Nicolás Maduro, speaking to his supporters: ‘They will never be able to take us off the path of the revolution’
The Venezuelan president swore in the ‘grassroots Bolivarian commands’ and announced the creation of a new political bureau with trusted aides to face the threats from Washington
With a new national radio and television broadcast, Nicolás Maduro re-emerged this Monday at a rally with his supporters from the United Socialist Party of Venezuela near Miraflores Palace in downtown Caracas, to declare that his adversaries “will never be able to take us off the path of the revolution, under any circumstances.”
Fully immersed in the narrative of his movement—according to which Chavismo is fully acquitted of any responsibility for the country’s social and economic collapse—and apparently, with no intention of relinquishing power, regardless of Washington’s threats, Maduro appeared energetic, relaxed, and smiling, after an absence of a few days during which rumors had swirled about his political fate.
The questions had multiplied, especially after U.S. President Donald Trump acknowledged to the media that he has had a telephone conversation with Maduro, and there was much talk about the imposition of an ultimatum by Washington.
The Monday event was Caracas’ response to all the media conjectures about a negotiated exit. “We have lived through 22 weeks of psychological terrorism, which have tested us,” said Maduro. “The test of love for the homeland.” At the event, held on Urdaneta Avenue, the Venezuelan leader swore in the Comprehensive Bolivarian Community Base Commands, with which the government is attempting to deploy its militants to organize block by block throughout the country, assuming political and territorial control with national defense as the supreme objective.

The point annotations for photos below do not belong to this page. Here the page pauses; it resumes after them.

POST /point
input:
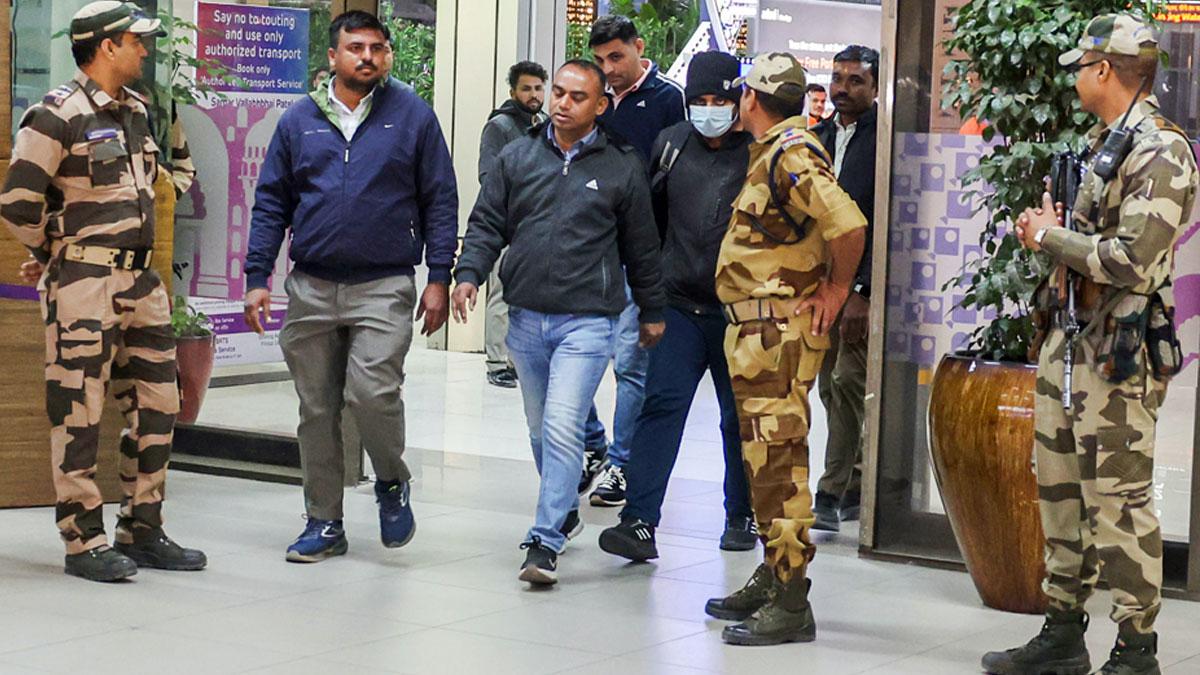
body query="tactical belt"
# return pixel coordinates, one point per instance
(105, 256)
(761, 309)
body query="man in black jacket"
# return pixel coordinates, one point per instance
(574, 210)
(511, 120)
(850, 138)
(699, 167)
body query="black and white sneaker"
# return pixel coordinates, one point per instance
(593, 461)
(573, 525)
(540, 567)
(633, 539)
(611, 488)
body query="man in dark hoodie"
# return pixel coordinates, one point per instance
(574, 209)
(360, 174)
(699, 168)
(513, 119)
(850, 138)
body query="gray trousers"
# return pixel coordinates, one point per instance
(345, 345)
(843, 388)
(496, 324)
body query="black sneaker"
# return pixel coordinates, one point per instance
(633, 539)
(825, 508)
(611, 488)
(540, 567)
(159, 551)
(573, 525)
(851, 506)
(741, 533)
(102, 563)
(593, 461)
(505, 378)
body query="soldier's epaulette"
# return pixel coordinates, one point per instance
(58, 96)
(797, 136)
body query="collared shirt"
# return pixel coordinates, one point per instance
(83, 169)
(569, 155)
(618, 97)
(347, 119)
(843, 141)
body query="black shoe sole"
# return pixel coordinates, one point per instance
(1081, 665)
(621, 545)
(150, 561)
(402, 542)
(718, 611)
(538, 577)
(335, 550)
(742, 638)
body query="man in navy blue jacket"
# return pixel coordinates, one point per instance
(642, 102)
(361, 175)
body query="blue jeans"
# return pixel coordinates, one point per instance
(629, 365)
(691, 345)
(559, 360)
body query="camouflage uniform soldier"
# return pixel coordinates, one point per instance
(1096, 458)
(79, 196)
(785, 268)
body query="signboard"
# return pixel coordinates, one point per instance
(265, 47)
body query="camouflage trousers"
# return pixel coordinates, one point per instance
(101, 326)
(772, 368)
(1096, 467)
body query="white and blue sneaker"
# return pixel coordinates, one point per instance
(396, 521)
(319, 539)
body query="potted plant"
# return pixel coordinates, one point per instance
(195, 352)
(981, 414)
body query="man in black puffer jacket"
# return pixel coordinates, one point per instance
(574, 210)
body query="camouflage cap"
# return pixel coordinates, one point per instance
(1113, 34)
(777, 73)
(112, 17)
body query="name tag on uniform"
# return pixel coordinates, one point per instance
(101, 133)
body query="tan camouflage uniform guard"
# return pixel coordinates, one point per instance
(773, 363)
(1095, 461)
(82, 174)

These “cellular” efforts, in which the population is organized into territorial circles, have also been implemented within the military.
Maduro seized the opportunity to announce the creation of a new political bureau, a plenipotentiary body composed of 12 leaders, which will “accompany him in leading all social and political forces.” “We are more than a party: we are a force, and we have achieved unity among all Venezuelans in the face of these imperial threats,” he declared.
This new body is composed of members of the ruling party’s leadership: Diosdado Cabello, Jorge Rodríguez, Delcy Rodríguez, and Cilia Flores are among the most prominent. All were presented and sworn in by Maduro himself at this event.
Although political fervor is clearly lacking, Chavismo, already greatly diminished as a political movement, has structured itself in a disciplined manner around Maduro, offering a new demonstration of unity and organization at a particularly delicate political moment.
Even more: adhering to a strategic maxim of the late leader Hugo Chávez — to deepen the revolution to guarantee its stability after each siege by its enemies —, the Chavistas seem willing to use the circumstances unleashed after last year’s presidential elections to radicalize the foundations of the Bolivarian revolution whenever possible.
So far this year, amid controversies over the legitimacy of his re-election and increased tensions with the United States, Maduro has hinted at the possibility of accelerating constitutional reforms to strengthen “popular power” as an executive and project management body.
He has also promised to develop “a constituent assembly” to co-opt the entire trade union movement and has offered to “perfect Bolivarian democracy”, with new mechanisms of representation and participation; “direct democracy, the true democracy”, according to Maduro, far removed “from the model of bourgeois democracy.”